Artist Demos: Tom Spleth & Monica Van Den Dool

Date:
Time:
8:00 am – 11:00 am
Richards Hall Room: 118
560 Stadium Dr
Lincoln NE 68508
Additional Info: RH
Contact:
Aaron Sober, aaronsober@yahoo.com
Clay Club visiting artists Tom Spleth and Monica Van Den Dool will be at UNL February 18th and 19th, 2013. They will demonstrating their ceramic techniques at the following times:

2:30 – 5:20 pm, Feb 18, Richards Hall 118
8:00 – 11:00 am, Feb. 19, Richards Hall 118
2:15 – 4:45 pm, Feb. 19, Richards Hall 118


TOM SPLETH
Tom Spleth is recognized as the grandfather of American Studio Slip Casting. He altered a common industrial process and made it something useful for the individual artist/craftsman.

Tom Spleth attended the Kansas City Art Institute receiving his BFA in 1969. He received an MFA in ceramics from Alfred University in 1971. Spleth returned to Alfred University as Assistant Professor from 1978 to 1984. Subsequently he became an Artist in Residence at the John Michael Kohler Arts Center in Kohler, WI where he created a series of public art commissions for the Cameron Museum of Art, the cities of Raleigh, NC and Durham, NC and for the city of Atlanta, GA. Spleth has exhibited, lectured and taught extensively both nationally (American Craft Museum, Renwick Gallery- Smithsonian Institute, Gregg Museum, Cameron Museum) and internationally (Spannocchia Foundation-Siena, Italy; Frans Masereel Center- Kasterlee, Belgium). Spleth’s work can be found in the public collections of Cameron Museum, Kohler Co. and the RISD Museum among others, in addition to numerous private collections. Tom Spleth lives and works in Little Switzerland, NC.

MONICA VAN DEN DOOL
Monica Van Den Dool creates psychological tableaus through the use of strong, often bigger-than-life-size figurative elements and a narrative that is both personal and accessible. Her work consists of hand-built ceramic sculpture, narrative tableaux, and wall pieces. Generally, it deals with the human inability to comprehend or express our own mortality and connection to the natural world, and plays upon our separation and alienation from these natural and immutable processes. Visual influences range between the natural world, the surreal, the saccharine world of Walt Disney, and the melodramatic scenes depicted on taqueria calendars. Her relationship to clay as a sculptural medium is not invested in traditional concerns about history or process. She has always responded to clay as an almost characterless but intrinsically responsive and visceral material with limitless potential for manipulation.
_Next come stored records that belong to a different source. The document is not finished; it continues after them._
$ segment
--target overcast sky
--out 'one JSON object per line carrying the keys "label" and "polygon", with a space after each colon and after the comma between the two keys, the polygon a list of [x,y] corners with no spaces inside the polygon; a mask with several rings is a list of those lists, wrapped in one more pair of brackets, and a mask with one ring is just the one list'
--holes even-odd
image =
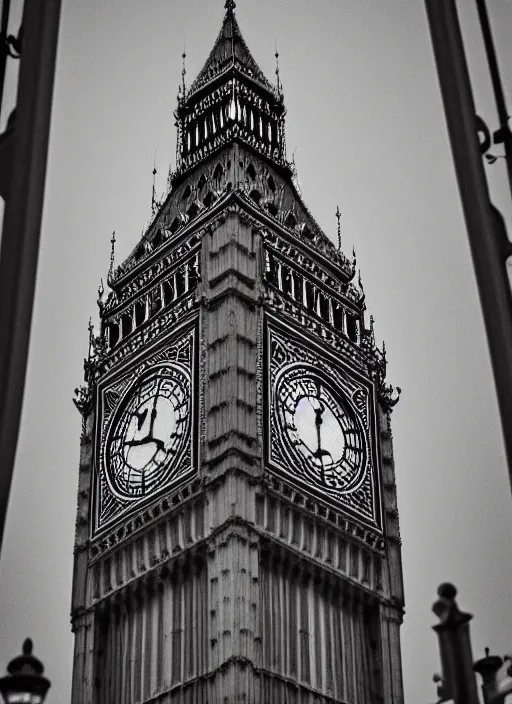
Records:
{"label": "overcast sky", "polygon": [[[19,13],[20,0],[13,0]],[[459,0],[479,113],[497,127],[474,0]],[[512,2],[488,0],[505,85]],[[0,563],[0,670],[31,636],[69,701],[69,627],[87,322],[116,230],[124,258],[174,164],[173,110],[219,31],[223,0],[64,0],[25,404]],[[238,0],[260,67],[280,52],[288,156],[324,231],[355,246],[393,411],[408,704],[435,700],[430,611],[453,581],[475,658],[512,650],[511,493],[482,315],[422,0]],[[13,18],[12,31],[17,30]],[[11,77],[12,78],[12,77]],[[8,88],[12,87],[12,80]],[[12,90],[11,90],[12,93]],[[9,97],[9,90],[8,90]],[[512,100],[512,97],[510,98]],[[3,115],[5,122],[6,115]],[[156,155],[156,156],[155,156]],[[503,160],[487,167],[512,217]]]}

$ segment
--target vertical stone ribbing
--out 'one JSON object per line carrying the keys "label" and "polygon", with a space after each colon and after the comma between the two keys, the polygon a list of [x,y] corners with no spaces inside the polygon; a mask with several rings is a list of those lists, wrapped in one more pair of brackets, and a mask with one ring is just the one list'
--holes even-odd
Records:
{"label": "vertical stone ribbing", "polygon": [[[238,452],[244,463],[259,456],[256,423],[256,252],[249,222],[228,211],[211,228],[204,247],[207,359],[206,460],[211,466]],[[222,471],[221,468],[217,473]]]}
Monica Van den Dool received an MFA from the Montana State University, Bozeman in 1995. Her work is included in the collection of the Arizona State University Ceramic Research Center among others, and has been reviewed in Artweek, New Ceramics, and Ceramics; Art and Perception. Since 1998 she has taught ceramics at a number of Bay Area universities and colleges including San Jose State University, California College of the Arts, Diablo Valley College, the University of California, Berkeley, and the San Francisco Art Institute. Recent exhibitions include solo exhibitions at the John Natsoulas Gallery in Davis, CA and at Roscoe Ceramic Gallery in Oakland.